Mais tarde, as apresentações públicas, a integração em festivais e concursos, acabaram por aproximar as danças de rua aos palcos. A partir de então os seus praticantes, muitas vezes oriundos das camadas mais desfavorecidas, passaram a interagir com elementos das escolas e companhias, conquistando respeito e reconhecimento.
Não pretendemos debruçar sobre os diferentes tipos de danças urbanas/danças de rua, mas apenas aflorar alguns aspectos das mais cultivadas e actualmente entendidas como arte, passatempo ou lazer, contando-se nesta designação hip-hop, breakdance, popping, locking, breaking, krumping, waacking, house dance, vogue, street jazz ou jazz-funk, disco, entre outras.
Com a evolução, nos anos 60, através da música funk surgem letras fugindo do fundo religioso e acompanhando ritmos mais animados, pois faziam uso dos instrumentos de sopro, possuíam uma cadência viva e se caracterizavam pela uma identidade, modo de vestir, cantar e dançar.
Uma das primeiras danças urbanas, o locking, se identificava pelos movimentos de “travar” os joelhos, produzindo a impressão de uma ruptura, congelando em certas posições para depois continuar rápido como antes. O dançarino interagia com o público, sorrindo, batendo palmas e apresentando diversas performances ao fazer uso de improvisações.
Paralelamente ao lockink, aparece a dança breack entre jovens afro-americanos e latinos que indo para as ruas, dançavam em cima de caixas de papelão ao ritmo de músicas latinas, escutadas de rádios de pilhas, começaram a criar movimentos, vocabulário próprio e a fabricar trajes.

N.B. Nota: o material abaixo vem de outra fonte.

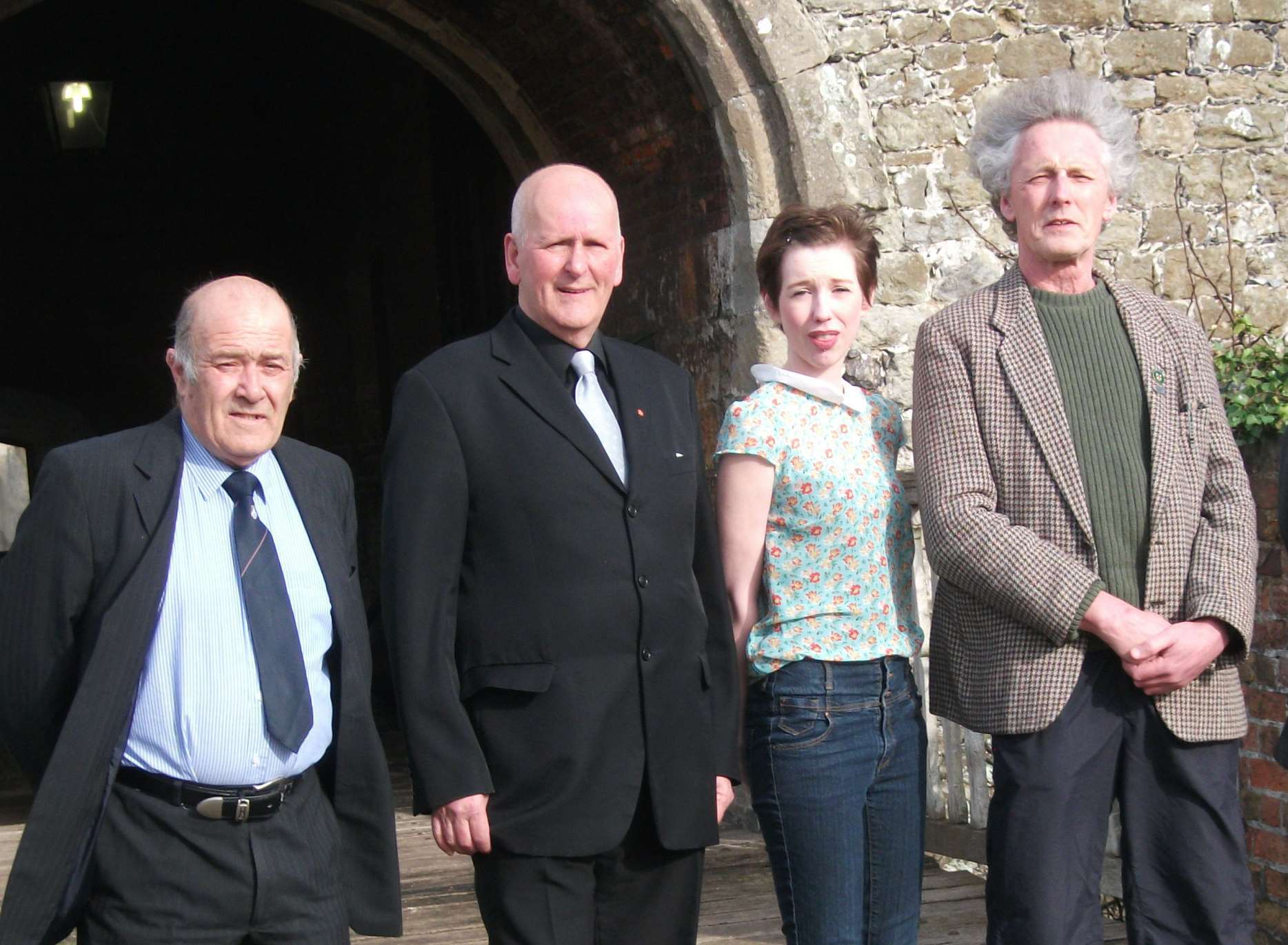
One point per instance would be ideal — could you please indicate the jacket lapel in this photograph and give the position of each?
(1147, 333)
(308, 493)
(634, 401)
(157, 462)
(1032, 377)
(523, 370)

Porém, não era uma actividade feita à toa, porque muitos dançavam nos bairros com o intuito de conquistar território através de competições entre grupos, num jogo de desafio e provocação.

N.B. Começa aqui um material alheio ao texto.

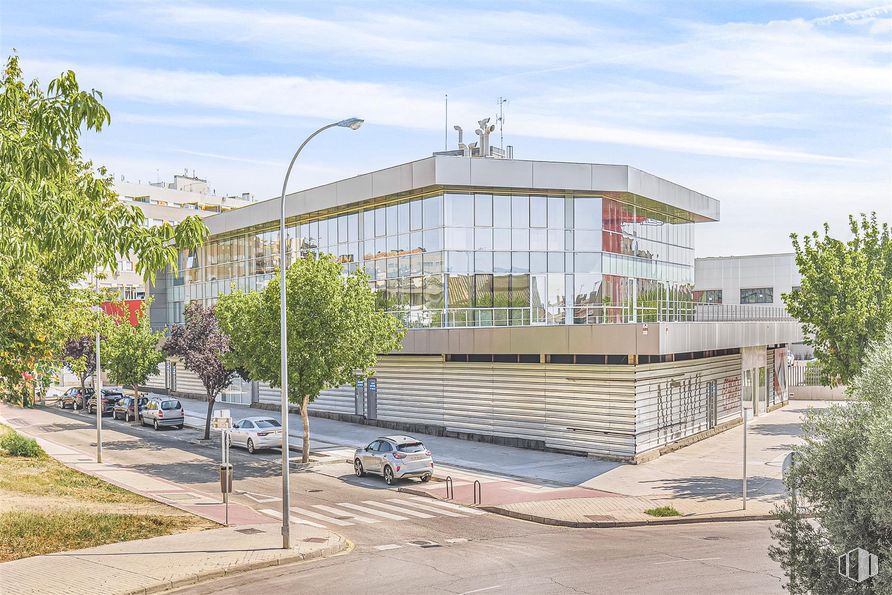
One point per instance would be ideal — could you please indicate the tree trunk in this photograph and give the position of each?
(135, 403)
(207, 421)
(305, 418)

Todavia, apesar da grande variedade de estilos, no fundamental existem dois tipos de “danças de rua”: Street dance vinculada à cultura hip-hop, grupos ou crews; e Street dance vinculada às academias e estúdios de dança.

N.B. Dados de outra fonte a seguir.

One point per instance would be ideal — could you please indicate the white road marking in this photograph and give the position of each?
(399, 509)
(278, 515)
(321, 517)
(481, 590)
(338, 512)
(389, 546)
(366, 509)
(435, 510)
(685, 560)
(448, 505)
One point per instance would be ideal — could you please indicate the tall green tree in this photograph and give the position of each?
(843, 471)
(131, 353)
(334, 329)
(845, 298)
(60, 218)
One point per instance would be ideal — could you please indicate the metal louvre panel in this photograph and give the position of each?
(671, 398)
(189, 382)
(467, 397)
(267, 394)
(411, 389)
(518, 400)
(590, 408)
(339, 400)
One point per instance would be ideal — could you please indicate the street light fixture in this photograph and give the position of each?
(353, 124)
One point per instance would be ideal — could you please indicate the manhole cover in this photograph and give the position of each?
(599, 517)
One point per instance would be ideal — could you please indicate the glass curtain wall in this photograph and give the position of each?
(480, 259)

As características veiculadas pelo “Movimento Hip-Hop” (hip - quadril; hop - pulo) são improvisação, mistura de linguagens, encenação teatral, mímica e dança, mas nele coexistem três manifestações interligadas: hip-hop culture, hip-hop music e hip-hop dance. Daí se entroncarem grafitti, dança breack, música de raiz africana, rap (revolução através da palavra), com um significado, ritmo e poesia, visto deter um feeling diferente nas festas em que os DJs animavam as pessoas rimando na batida da música uma energia que saltava para o público. Á medida que o tempo passava a música hip-hop adquiria mais recursos, houve uma maior qualidade de produtores, as “danças sociais” estrearam nos vídeos clips, os dançarinos começaram a fragmentar os passos e os movimentos, criando a dança hip-hop freestyle.
Trabalho de coordenação motora, com ritmo, musicalidade e gímnica, esta manifestação popular possibilitou à juventude das periferias uma alternativa de acesso a espaços mais centralizados, nos quais a partir das actuações e de convívios foram incorporando novos hábitos, valores e comportamentos, consumindo e apropriando significados como forma de integração social. Deste modo, a dança urbana/dança de rua assumiu um importante papel ao afastar jovens das drogas e do mundo do crime, tornando-os cidadãos responsáveis.
Portanto, tomando como exemplo o caso do Brasil, onde estas “escolas de música” têm obtido bons resultados, parece-nos aconselhável dar sequência a recentes experiências realizadas no arquipélago, diversificando as temáticas e ampliando as mesmas a todo o País.